Game Design, Programming and running a one-man games business…

Tips on interpreting your indie game sales data.

Want to see a GRATUITOUS graph of some sales stats for one of my games? I bet you do. People love info-graphics, especially those really long vertical things with lots of numbers. I’m not going to do one of those, but I will present to you for your delight the following sales graph showing two weeks of income on an un-named website…

graph1

If you sell games online, you may well have seen similar looking graphs when looking at your own data. The thing is, just staring at a graph doesn’t help you much unless you can tie it in to the events that have influenced that data. After all, people like me are always talking about return on investment, marketing, publicity, and how to get attention, and how to convert visitors into buyers and all that kind of stuff. In other words, sales data is USELESS. What you need is sales data with context. So lets add that in the version below…

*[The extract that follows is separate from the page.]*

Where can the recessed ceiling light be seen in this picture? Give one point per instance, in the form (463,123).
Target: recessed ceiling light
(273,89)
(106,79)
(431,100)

graph2Now this is actually something useful, because we can use the sales data, in combination with our recent marketing efforts to deduce what is working, what is not, and how best to approach marketing and business stuff as we continue to promote and sell this indie game. You can tell immediately that the blog post where we mentioned the game resulted in a notable spike in sales, that the ad campaign had a big, but very short-lived boost, and that a new lets play that someone did had actually only a pretty small impact on our sales, ditto a new steam curator that listed the game.

From this we conclude that we should put more effort into blogging, probably keep up the ad spending, but not be too bothered about encouraging lets plays and steam curators, as they have less of an impact on our bottom line.

Except no, hold on.

That’s all bullshit.

Lets look at the real graph, through the lens of realizing that the top point on those spikes was about $1k a day, and that the game has been out a while now. We could zoom out and look not at two weeks data, but at a years data, and then with that context taken into account we can re-formulate the data for those two weeks as follows:

scroll down…

… keep going

graph3

Basically fuck-all happened in those two weeks. Did I blog about the game? Probably. Did we get a new lets play. Maybe. Did we get some new steam curators. I think we might of, I’m really not sure. But regardless what happened, it made absolutely sod all difference to our sales.

Do not fall into the trap of over-extrapolating information from noise. It is VERY VERY tempting to do so, especially when you are a new developer because you desperately want to know how sales for your game will be, and you desperately want them to be good. The problem is, as a new developer your ability to analyze this data is very very low, simply because (unless you made banished) your sales are likely, with your first game, to be low enough that any change in them is statistically irrelevant.

If you sell 5 games a week, and then suddenly one week you sell 7, thats a huge percentage boost in sales. Sales have SKYROCKETED. Sales are ‘up in a big way’. There has been a ‘boost’ in sales! But really there has not. Really, one of the people who bought last week told 2 of his friends how good the game was. This is a trivial thing you cannot analyze and cannot benefit from analyzing.

If you sell 5,000 games a week, and then suddenly sell 7,000 that IS actually significant, despite being exactly the same variation. You absolutely should draw conclusions from it.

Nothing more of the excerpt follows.